Le système
économique toubou : bilan
La vie économique des Toubou, au total, se caractérise donc
par une intense circulation de richesse qui s’effectue, encore
aujourd’hui, essentiellement à l’écart des marchés. C’est depuis
la période coloniale surtout que des marchés, en petit nombre,
se sont développés à la marge de l’espace toubou, mais les
éleveurs y vendent peu d’animaux. Ils y écoulent en priorité
ceux qui sont improductifs (mâles en surnombre, femelles
stériles), pour faire face à cette obligation nouvelle de payer
l’impôt, et se procurer des céréales qui autrefois étaient
obtenues par d’autres moyens (la razzia, le tribut ou le troc).
Le système de production des éleveurs toubou se fonde sur
une juxtaposition de cellules familiales de taille réduite, qui
sont autant d’unités de production exploitant chacune son propre
troupeau, dont la taille est limitée par celle de la famille.
Chacune de ces unités est autonome dans la gestion de son
cheptel et libre de ses mouvements, mais n’en est pas moins liée
à un ensemble d’autres cellules familiales par de multiples
obligations ponctuelles de solidarité qui surgissent à
l’occasion, sur fond de parenté ou d’alliance.

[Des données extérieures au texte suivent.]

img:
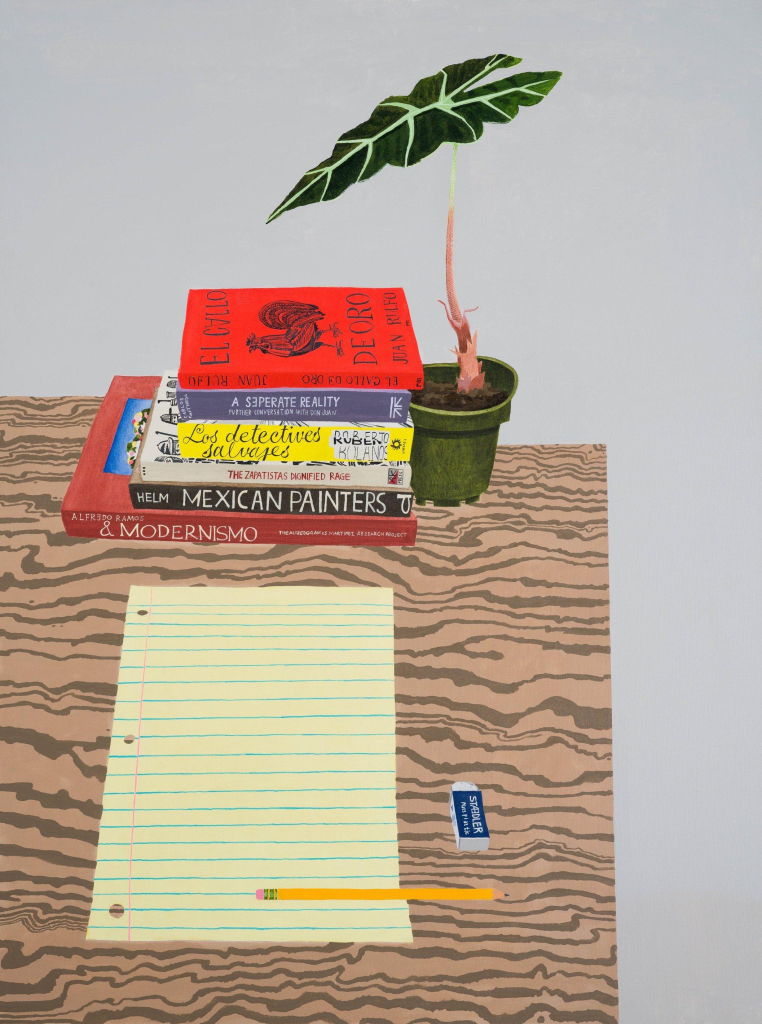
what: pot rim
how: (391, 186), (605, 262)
(410, 355), (518, 418)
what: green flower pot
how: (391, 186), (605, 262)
(410, 356), (518, 505)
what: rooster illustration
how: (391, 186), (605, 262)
(246, 299), (344, 358)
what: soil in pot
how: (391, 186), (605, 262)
(413, 379), (508, 413)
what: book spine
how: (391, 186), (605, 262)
(129, 483), (413, 518)
(139, 457), (411, 489)
(61, 509), (418, 547)
(177, 360), (423, 391)
(177, 388), (411, 425)
(177, 422), (413, 462)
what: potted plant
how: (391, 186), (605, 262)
(267, 53), (561, 505)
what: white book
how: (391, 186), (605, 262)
(137, 373), (411, 489)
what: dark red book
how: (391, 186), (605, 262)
(60, 377), (418, 547)
(177, 288), (423, 390)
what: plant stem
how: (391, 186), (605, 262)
(445, 142), (465, 344)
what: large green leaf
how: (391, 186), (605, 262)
(267, 53), (561, 223)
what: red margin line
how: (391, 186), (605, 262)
(127, 587), (154, 942)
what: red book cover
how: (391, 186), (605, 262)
(60, 377), (418, 547)
(177, 288), (423, 390)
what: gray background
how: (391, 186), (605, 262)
(0, 0), (762, 1024)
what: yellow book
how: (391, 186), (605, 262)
(177, 420), (413, 462)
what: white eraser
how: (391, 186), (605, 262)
(450, 782), (490, 850)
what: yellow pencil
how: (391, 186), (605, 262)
(257, 889), (503, 900)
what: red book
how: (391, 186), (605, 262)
(60, 377), (418, 547)
(177, 288), (423, 390)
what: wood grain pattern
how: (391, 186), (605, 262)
(0, 397), (618, 1024)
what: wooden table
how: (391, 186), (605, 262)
(0, 397), (617, 1024)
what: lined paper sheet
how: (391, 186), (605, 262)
(87, 587), (413, 943)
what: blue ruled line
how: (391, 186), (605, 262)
(91, 909), (407, 928)
(111, 753), (394, 761)
(122, 637), (389, 651)
(122, 623), (392, 638)
(98, 853), (397, 860)
(112, 768), (394, 778)
(98, 876), (397, 884)
(87, 924), (410, 934)
(121, 663), (393, 682)
(114, 733), (392, 753)
(102, 786), (388, 794)
(98, 839), (396, 847)
(100, 819), (393, 827)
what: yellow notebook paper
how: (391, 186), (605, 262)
(87, 587), (413, 943)
(177, 420), (413, 462)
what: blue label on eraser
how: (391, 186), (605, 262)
(453, 790), (490, 839)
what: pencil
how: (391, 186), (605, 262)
(257, 889), (503, 900)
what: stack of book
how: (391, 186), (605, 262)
(62, 288), (423, 545)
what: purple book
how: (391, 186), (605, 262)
(177, 386), (411, 424)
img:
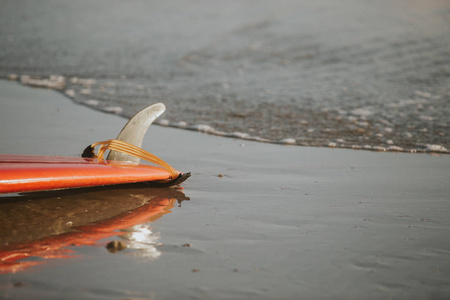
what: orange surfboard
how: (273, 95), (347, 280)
(0, 154), (187, 193)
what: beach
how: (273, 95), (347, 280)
(0, 81), (450, 299)
(0, 0), (450, 300)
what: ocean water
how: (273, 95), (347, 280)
(0, 0), (450, 153)
(0, 81), (450, 299)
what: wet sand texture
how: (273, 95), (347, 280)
(0, 0), (450, 152)
(0, 82), (450, 299)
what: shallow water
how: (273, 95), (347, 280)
(0, 82), (450, 299)
(0, 0), (450, 152)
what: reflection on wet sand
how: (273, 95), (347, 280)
(0, 185), (189, 274)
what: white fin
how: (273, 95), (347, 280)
(106, 103), (166, 164)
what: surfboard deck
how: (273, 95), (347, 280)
(0, 154), (185, 193)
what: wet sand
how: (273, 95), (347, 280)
(0, 81), (450, 299)
(0, 0), (450, 153)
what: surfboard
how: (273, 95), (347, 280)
(0, 103), (190, 193)
(0, 154), (185, 193)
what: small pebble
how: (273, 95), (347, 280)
(106, 241), (127, 253)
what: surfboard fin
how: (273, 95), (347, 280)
(106, 103), (166, 164)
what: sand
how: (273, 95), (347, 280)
(0, 82), (450, 299)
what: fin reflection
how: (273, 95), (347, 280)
(0, 185), (189, 273)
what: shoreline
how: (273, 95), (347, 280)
(0, 74), (450, 154)
(0, 81), (450, 299)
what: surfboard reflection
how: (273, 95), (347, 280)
(0, 185), (189, 273)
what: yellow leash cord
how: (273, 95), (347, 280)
(90, 139), (178, 179)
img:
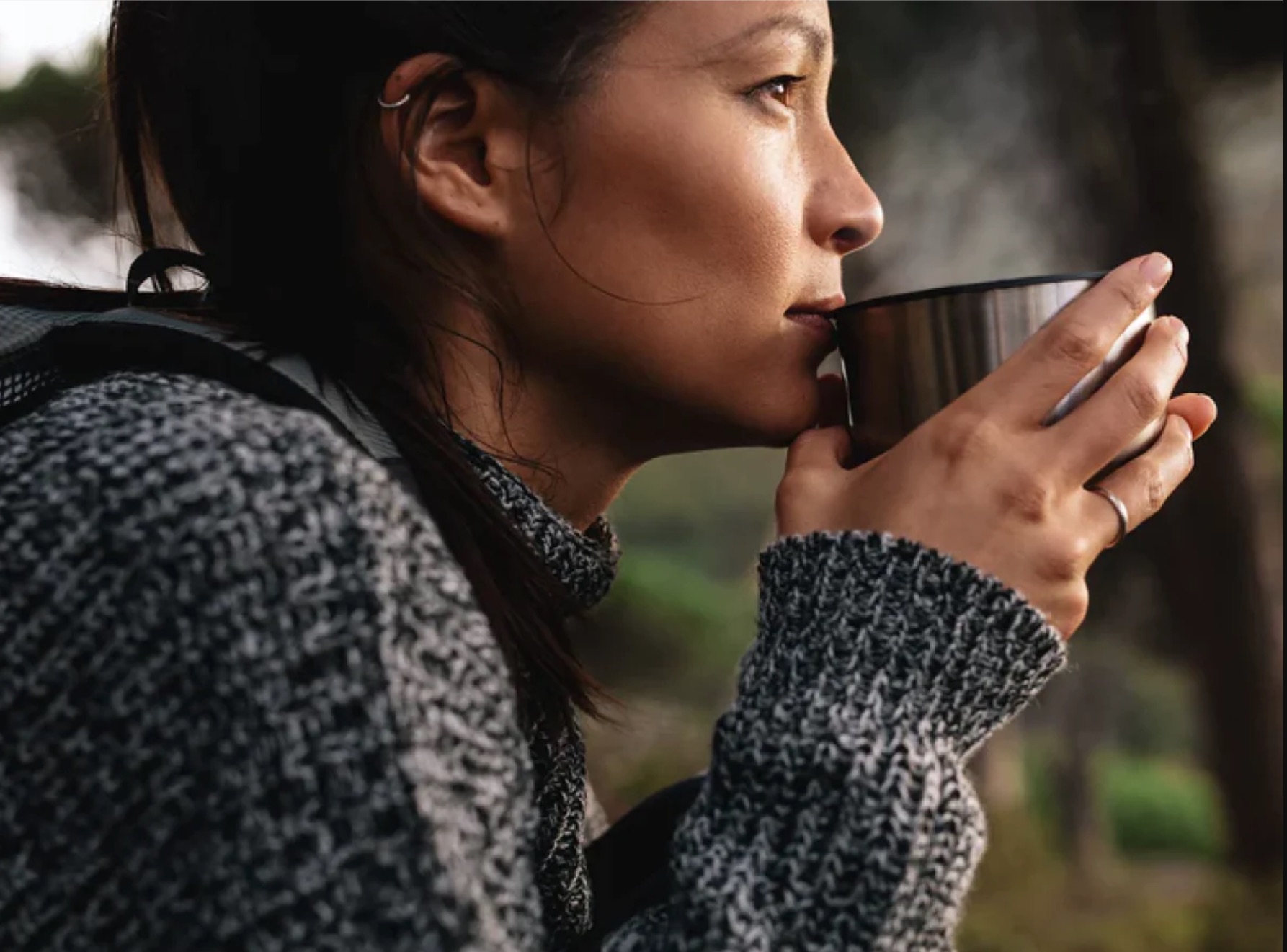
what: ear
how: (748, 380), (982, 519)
(381, 53), (526, 238)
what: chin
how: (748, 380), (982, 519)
(722, 382), (820, 449)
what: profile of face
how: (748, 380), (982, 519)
(385, 0), (883, 462)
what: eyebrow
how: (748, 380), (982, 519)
(716, 14), (834, 63)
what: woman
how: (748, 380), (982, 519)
(0, 0), (1215, 952)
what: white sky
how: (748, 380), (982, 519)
(0, 0), (121, 287)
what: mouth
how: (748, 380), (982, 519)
(786, 295), (845, 349)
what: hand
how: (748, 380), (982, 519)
(776, 254), (1216, 638)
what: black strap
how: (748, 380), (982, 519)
(575, 775), (705, 952)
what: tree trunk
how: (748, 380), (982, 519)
(1053, 3), (1283, 873)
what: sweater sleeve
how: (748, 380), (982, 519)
(605, 533), (1064, 952)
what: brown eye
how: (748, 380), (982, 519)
(752, 76), (804, 108)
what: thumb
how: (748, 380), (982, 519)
(786, 426), (853, 472)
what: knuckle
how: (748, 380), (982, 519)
(999, 473), (1054, 525)
(1112, 277), (1151, 314)
(1139, 464), (1169, 516)
(932, 410), (1000, 467)
(1053, 324), (1112, 369)
(1126, 374), (1169, 422)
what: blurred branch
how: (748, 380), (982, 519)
(1040, 3), (1283, 872)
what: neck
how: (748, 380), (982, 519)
(437, 303), (642, 531)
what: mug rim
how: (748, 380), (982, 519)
(832, 272), (1108, 318)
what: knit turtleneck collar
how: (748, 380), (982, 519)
(455, 434), (620, 610)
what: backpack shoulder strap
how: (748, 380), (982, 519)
(0, 303), (418, 498)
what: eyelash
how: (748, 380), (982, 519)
(748, 74), (806, 110)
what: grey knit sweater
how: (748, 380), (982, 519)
(0, 373), (1063, 952)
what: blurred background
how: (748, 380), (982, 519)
(0, 0), (1283, 952)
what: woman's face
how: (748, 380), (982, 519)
(502, 0), (881, 461)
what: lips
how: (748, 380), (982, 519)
(786, 295), (845, 316)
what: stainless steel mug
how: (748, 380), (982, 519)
(832, 272), (1166, 479)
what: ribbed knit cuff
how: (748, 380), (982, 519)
(740, 531), (1067, 757)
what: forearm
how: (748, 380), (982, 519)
(610, 533), (1063, 952)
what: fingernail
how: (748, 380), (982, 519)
(1139, 251), (1174, 290)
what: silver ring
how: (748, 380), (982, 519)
(1086, 486), (1130, 548)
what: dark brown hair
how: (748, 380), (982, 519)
(0, 0), (634, 719)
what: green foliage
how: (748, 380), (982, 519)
(609, 448), (784, 580)
(1025, 741), (1225, 862)
(1099, 755), (1224, 859)
(1246, 375), (1283, 468)
(0, 50), (112, 221)
(958, 811), (1203, 952)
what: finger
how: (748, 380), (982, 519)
(1050, 318), (1188, 485)
(1082, 416), (1193, 548)
(817, 373), (850, 427)
(1166, 393), (1220, 440)
(977, 254), (1171, 424)
(786, 426), (853, 472)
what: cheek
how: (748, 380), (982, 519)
(496, 91), (817, 444)
(515, 87), (804, 314)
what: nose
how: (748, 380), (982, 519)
(809, 130), (884, 256)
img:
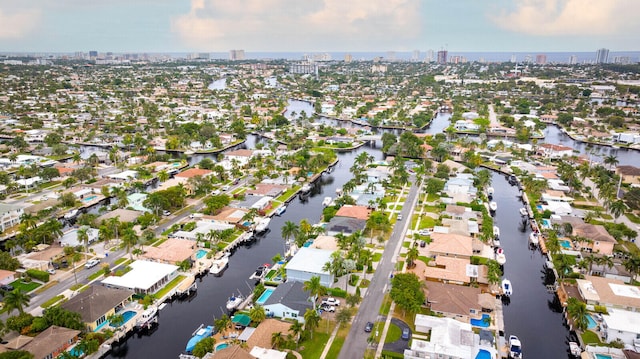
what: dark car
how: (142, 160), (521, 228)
(364, 322), (373, 333)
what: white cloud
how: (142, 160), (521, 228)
(0, 8), (41, 40)
(489, 0), (640, 36)
(171, 0), (422, 51)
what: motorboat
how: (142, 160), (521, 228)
(502, 278), (513, 297)
(256, 217), (271, 233)
(136, 306), (158, 329)
(209, 252), (229, 276)
(496, 248), (507, 266)
(185, 324), (213, 353)
(569, 342), (582, 358)
(509, 335), (522, 359)
(276, 204), (287, 216)
(529, 232), (540, 246)
(227, 294), (244, 311)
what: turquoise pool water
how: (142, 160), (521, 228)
(471, 313), (490, 330)
(256, 289), (273, 305)
(216, 343), (229, 351)
(196, 249), (207, 259)
(109, 310), (136, 328)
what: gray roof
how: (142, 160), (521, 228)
(264, 281), (313, 313)
(62, 285), (134, 323)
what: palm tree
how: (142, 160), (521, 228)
(302, 275), (325, 310)
(4, 288), (31, 314)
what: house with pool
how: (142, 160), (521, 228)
(61, 285), (134, 332)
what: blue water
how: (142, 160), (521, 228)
(216, 343), (229, 351)
(471, 313), (490, 330)
(256, 289), (273, 305)
(109, 310), (136, 328)
(196, 249), (208, 259)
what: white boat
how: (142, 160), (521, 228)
(209, 252), (229, 275)
(509, 335), (522, 359)
(529, 232), (540, 246)
(496, 248), (507, 266)
(136, 307), (158, 329)
(256, 217), (271, 233)
(227, 294), (244, 311)
(569, 342), (582, 358)
(276, 204), (287, 216)
(502, 278), (513, 297)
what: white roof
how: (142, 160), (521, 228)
(287, 247), (334, 275)
(102, 261), (178, 291)
(602, 308), (640, 334)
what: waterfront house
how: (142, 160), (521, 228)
(263, 282), (310, 323)
(61, 284), (134, 332)
(20, 325), (80, 359)
(286, 247), (334, 287)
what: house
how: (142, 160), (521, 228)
(20, 325), (80, 359)
(286, 247), (334, 287)
(61, 284), (134, 332)
(102, 260), (179, 295)
(263, 282), (313, 323)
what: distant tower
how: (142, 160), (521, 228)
(596, 48), (609, 64)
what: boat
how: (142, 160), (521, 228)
(185, 324), (213, 353)
(276, 205), (287, 216)
(256, 217), (271, 233)
(209, 252), (229, 275)
(487, 187), (494, 199)
(529, 232), (540, 246)
(502, 278), (513, 297)
(509, 335), (522, 359)
(227, 294), (244, 311)
(496, 248), (507, 266)
(64, 209), (78, 219)
(569, 342), (582, 358)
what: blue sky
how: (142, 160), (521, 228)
(0, 0), (640, 52)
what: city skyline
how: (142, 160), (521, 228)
(0, 0), (640, 53)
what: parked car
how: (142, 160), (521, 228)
(364, 322), (373, 333)
(84, 259), (100, 269)
(322, 297), (340, 307)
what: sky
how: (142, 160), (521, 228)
(0, 0), (640, 53)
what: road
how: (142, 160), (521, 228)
(338, 179), (419, 359)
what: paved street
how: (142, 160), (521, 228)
(338, 184), (419, 359)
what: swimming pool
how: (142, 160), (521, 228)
(471, 313), (491, 330)
(196, 249), (209, 259)
(109, 310), (136, 328)
(256, 288), (273, 305)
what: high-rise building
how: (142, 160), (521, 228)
(438, 50), (448, 64)
(229, 50), (244, 61)
(596, 48), (609, 64)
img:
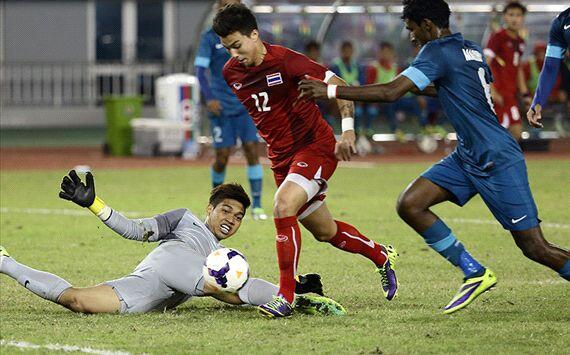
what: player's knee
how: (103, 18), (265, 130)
(215, 149), (230, 167)
(310, 223), (337, 243)
(59, 289), (93, 313)
(313, 232), (335, 243)
(273, 194), (297, 218)
(396, 191), (420, 219)
(521, 244), (549, 263)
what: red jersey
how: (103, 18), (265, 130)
(222, 43), (335, 168)
(483, 29), (525, 96)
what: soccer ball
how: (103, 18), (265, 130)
(202, 248), (249, 293)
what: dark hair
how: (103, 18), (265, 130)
(305, 39), (321, 52)
(212, 4), (257, 37)
(503, 1), (526, 15)
(209, 183), (251, 211)
(380, 41), (394, 49)
(402, 0), (451, 28)
(340, 41), (353, 48)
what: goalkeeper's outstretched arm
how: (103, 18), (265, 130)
(59, 170), (186, 242)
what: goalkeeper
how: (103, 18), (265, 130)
(0, 170), (346, 314)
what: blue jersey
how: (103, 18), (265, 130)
(194, 29), (245, 116)
(402, 33), (524, 175)
(546, 7), (570, 59)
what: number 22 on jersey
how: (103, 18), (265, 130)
(251, 91), (271, 112)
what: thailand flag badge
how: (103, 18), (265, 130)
(265, 73), (283, 86)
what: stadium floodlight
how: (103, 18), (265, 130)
(446, 132), (457, 141)
(336, 6), (366, 14)
(276, 5), (303, 14)
(366, 5), (386, 14)
(387, 5), (404, 14)
(303, 6), (335, 14)
(449, 4), (493, 12)
(252, 5), (273, 14)
(526, 4), (568, 12)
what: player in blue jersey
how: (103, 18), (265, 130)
(194, 0), (267, 220)
(526, 7), (570, 128)
(299, 0), (570, 313)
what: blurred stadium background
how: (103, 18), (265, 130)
(0, 0), (568, 151)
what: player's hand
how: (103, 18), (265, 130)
(522, 93), (532, 110)
(491, 90), (505, 106)
(526, 104), (543, 128)
(334, 130), (356, 161)
(59, 170), (95, 207)
(206, 100), (222, 116)
(299, 75), (328, 99)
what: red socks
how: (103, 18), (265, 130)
(329, 221), (388, 266)
(274, 216), (301, 304)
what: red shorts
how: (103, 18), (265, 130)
(495, 97), (522, 128)
(271, 143), (338, 219)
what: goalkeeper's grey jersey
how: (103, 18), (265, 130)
(103, 208), (221, 257)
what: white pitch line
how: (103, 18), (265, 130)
(0, 207), (570, 229)
(0, 339), (130, 355)
(444, 218), (570, 229)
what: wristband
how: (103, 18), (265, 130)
(89, 196), (112, 221)
(341, 117), (354, 133)
(327, 84), (337, 99)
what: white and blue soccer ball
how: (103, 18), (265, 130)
(202, 248), (249, 293)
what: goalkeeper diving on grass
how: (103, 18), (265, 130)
(0, 170), (346, 315)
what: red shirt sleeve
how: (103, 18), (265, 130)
(366, 65), (376, 85)
(284, 50), (328, 80)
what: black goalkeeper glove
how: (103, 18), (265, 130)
(295, 274), (324, 296)
(59, 170), (95, 207)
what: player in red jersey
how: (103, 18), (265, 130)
(483, 1), (531, 140)
(213, 4), (398, 317)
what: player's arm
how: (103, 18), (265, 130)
(328, 75), (356, 161)
(483, 33), (505, 106)
(194, 34), (222, 116)
(526, 17), (566, 128)
(59, 170), (178, 242)
(410, 84), (437, 97)
(517, 65), (532, 110)
(299, 75), (416, 102)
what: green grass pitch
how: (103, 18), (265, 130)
(0, 160), (570, 354)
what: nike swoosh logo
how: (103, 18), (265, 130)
(511, 214), (526, 224)
(342, 232), (374, 249)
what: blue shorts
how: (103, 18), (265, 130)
(208, 110), (259, 149)
(422, 152), (540, 231)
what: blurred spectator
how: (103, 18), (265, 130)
(305, 40), (328, 127)
(366, 42), (422, 141)
(523, 41), (568, 136)
(330, 41), (371, 138)
(523, 41), (565, 103)
(484, 1), (531, 140)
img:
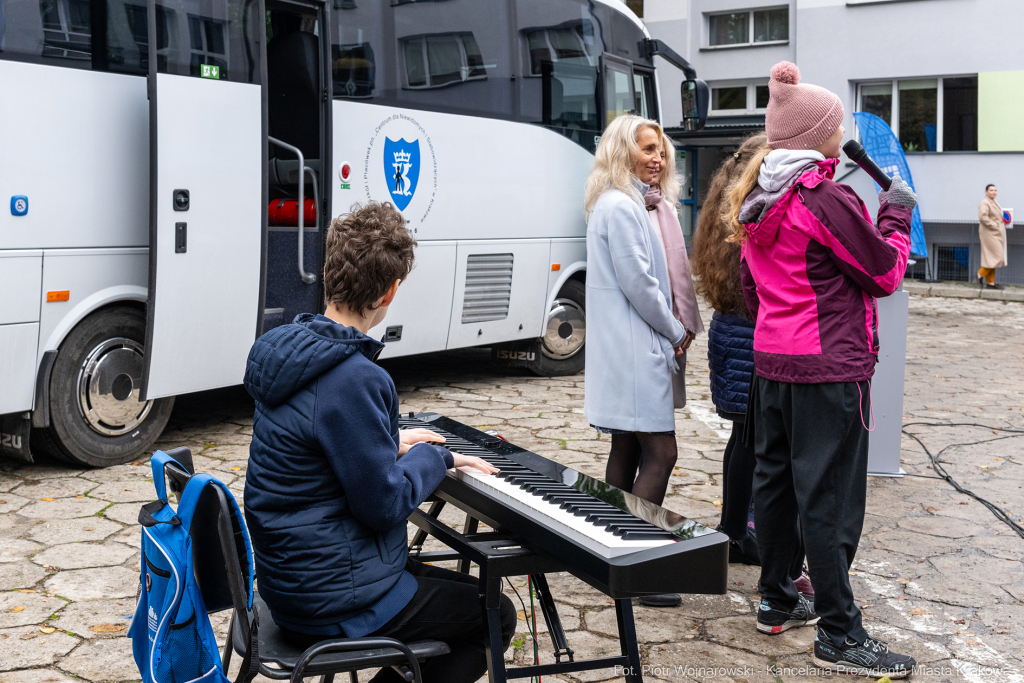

Dans son principe, la création d’une unité de production
nouvelle (le couple et son troupeau) n’implique aucune nécessité
de recours au marché puisqu’elle est l’aboutissement d’un vaste
circuit de transferts de richesse qui reste largement interne à
la société toubou. Celui-ci fait intervenir de multiples
cellules familiales préexistantes, apparentées pour les unes au
futur chef de famille, pour les autres à sa future épouse. Le
passage par le marché n’a lieu que si le beau-père exige un
paiement en thé et sucre, obligeant le gendre à vendre des
animaux pour se procurer ces denrées.
Mais la circulation de richesse ne se limite pas au
mariage. D’autres facteurs y contribuent, tels que la
circoncision, l’héritage, les prêts de bétail, la compensation
pour meurtre ou blessure. Or dans ces circonstances aussi, les
transferts de biens restent intérieurs à la société toubou.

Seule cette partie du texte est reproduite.